Aviaria, dalle mucche può saltare all’uomo: cosa sappiamo ‘

Milano, 20 mag. (Adnkronos Salute) – La circolazione sempre più stabile del virus dell’influenza aviaria H5N1 nei mammiferi oceanici come “leoni marini e foche” è “preoccupante”. Ma “soprattutto a preoccupare me, come la comunità scientifica internazionale, è che questo virus è arrivato agli animali di allevamento come le mucche da latte” colpite da un’epidemia negli Usa. Mucche che, “si è scoperto in uno studio, hanno un particolare recettore per l’influenza uguale a quello di alcuni uccelli e anche dell’uomo.

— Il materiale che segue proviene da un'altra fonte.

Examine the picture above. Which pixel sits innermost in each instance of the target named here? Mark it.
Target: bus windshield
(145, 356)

Questo può voler dire che le mucche infettate potrebbero fungere da reservoir”, da serbatoio, “in cui l’H5N1 impara a mutare in modo da riuscire a fare il salto di specie e contagiare più facilmente le persone”. Lo spiega all’Adnkronos Salute Matteo Bassetti, direttore della clinica di Malattie infettive del Policlinico San Martino di Genova, commentando la . “Purtroppo – ribadisce l’esperto – l’H5N1 non ha più niente a che vedere con quel virus che oltre 30 anni fa colpiva le anatre selvatiche. Di aviario ormai ha molto poco”, avverte. “Ha fatto tantissimi giri, ma soprattutto si è spostato da una parte all’altra del globo passando dal Sudest asiatico al continente nordamericano, Stati Uniti e Canada, dove evidentemente è arrivato e a interessare i mammiferi e questo dato è preoccupante. E’ per questo che le autorità americane non sottovalutano più il fenomeno – evidenzia Bassetti – e hanno stanziato oltre 200 milioni di dollari per tentare di bloccare la diffusione dell’influenza aviaria”, mentre “i Cdc hanno innalzato il livello di allerta e di controllo per i casi di H5N1”.Dallo studio che indica nelle mucche un recettore per i virus influenzali simile a un recettore umano, un lavoro apparso sulla piattaforma pre-print ‘bioRxiv’ e firmato da scienziati statunitensi e danesi, arriva “un dato molto molto importante”, rimarca l’infettivologo. “Io credo – conclude – che si debba tutti insieme iniziare a parlare con più insistenza dell’importanza dell’H5N1” come possibile minaccia “per la popolazione mondiale”.